ISIS Bodies Dropped At Hospital As Fighting Around Kobani Continues To Explode
Despite reports that U.S. coalition airstrikes aren’t having much impact in the fight against ISIS, the fact that 70 bodies of the Islamic terrorist group’s fighters were dropped off at a hospital over the last four days says otherwise.
The hospital is located in the Syrian town of Tal Abyad, on the Turkish border, about 50 miles from Raqqa, reports CNN.
ISIS (The Islamic State in Iraq and Syria) invaded and took over Raqqa last year, its brutal and unforgiving fighters terrorizing the town’s populace to impose their interpretation of Islamic law on the people, slaughtering the men, raping the women, and even inexplicably beheading children. According to CNN, Raqqa was a liberal city before ISIS stormed in and made it “a kind of headquarters.”
Particularly around another Syrian border town, the city of Kobani, the U.S. led coalition airstrikes do appear to have had a significant impact. Just weeks ago the city was reportedly ready to fall into the hands of the ISIS Islamic terrorist militants, and intimidating black ISIS flags were even planted on hilltops around Kobani.
But with the aid of the airstrikes, Kurdish and Iraqi fighters slowly gained the upper hand, battling the ISIS militants on the ground, pushing them back despite the terrorist group’s best efforts.
Reports of Kurdish troops gathering the bodies of dead ISIS militants and removing them from the suburban battlefields in and around Kobani, also points to a turn of the tide against ISIS.

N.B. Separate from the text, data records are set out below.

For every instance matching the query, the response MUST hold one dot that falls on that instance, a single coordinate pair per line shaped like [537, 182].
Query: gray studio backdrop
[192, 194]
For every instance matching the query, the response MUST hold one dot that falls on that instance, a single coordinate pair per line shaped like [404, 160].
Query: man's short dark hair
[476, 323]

“We know we’ve killed several hundreds of them (ISIS militants),” reported Pentagon spokesperson, Rear Admiral John Kirby.
The strategy against ISIS is working, U.S. Central Command General Lloyd Austin said on Friday. However, the strategy against ISIS was working but would require “strategic patience,” and Kobani still could fall.
Al Arabiya News seems to concur, reporting that Kobani is seeing its “fiercest fighting in days.”
There was heavy fighting overnight into Sunday in Kobani, as the ISIS militants lobbed mortars at the Kurdish defenders. ISIS also used car bombs in their attacks, according to local sources and a monitoring group speaking on Sunday.
ISIS, “which controls much of Syria and Iraq,” according to Al Arabiya, shot off 44 mortars into Kurdish controlled areas of Kobani on Saturday, some of the errant shells landing just over the border in Turkey.
The British-based Syrian Observatory for Human Rights said ISIS added to the 44 total with an additional four more mortars popped off Sunday.
U.S. coalition led airstrikes, meanwhile, have slowed for the intense campaign of the past week when there were at least 50 attacks conducted against ISIS positions.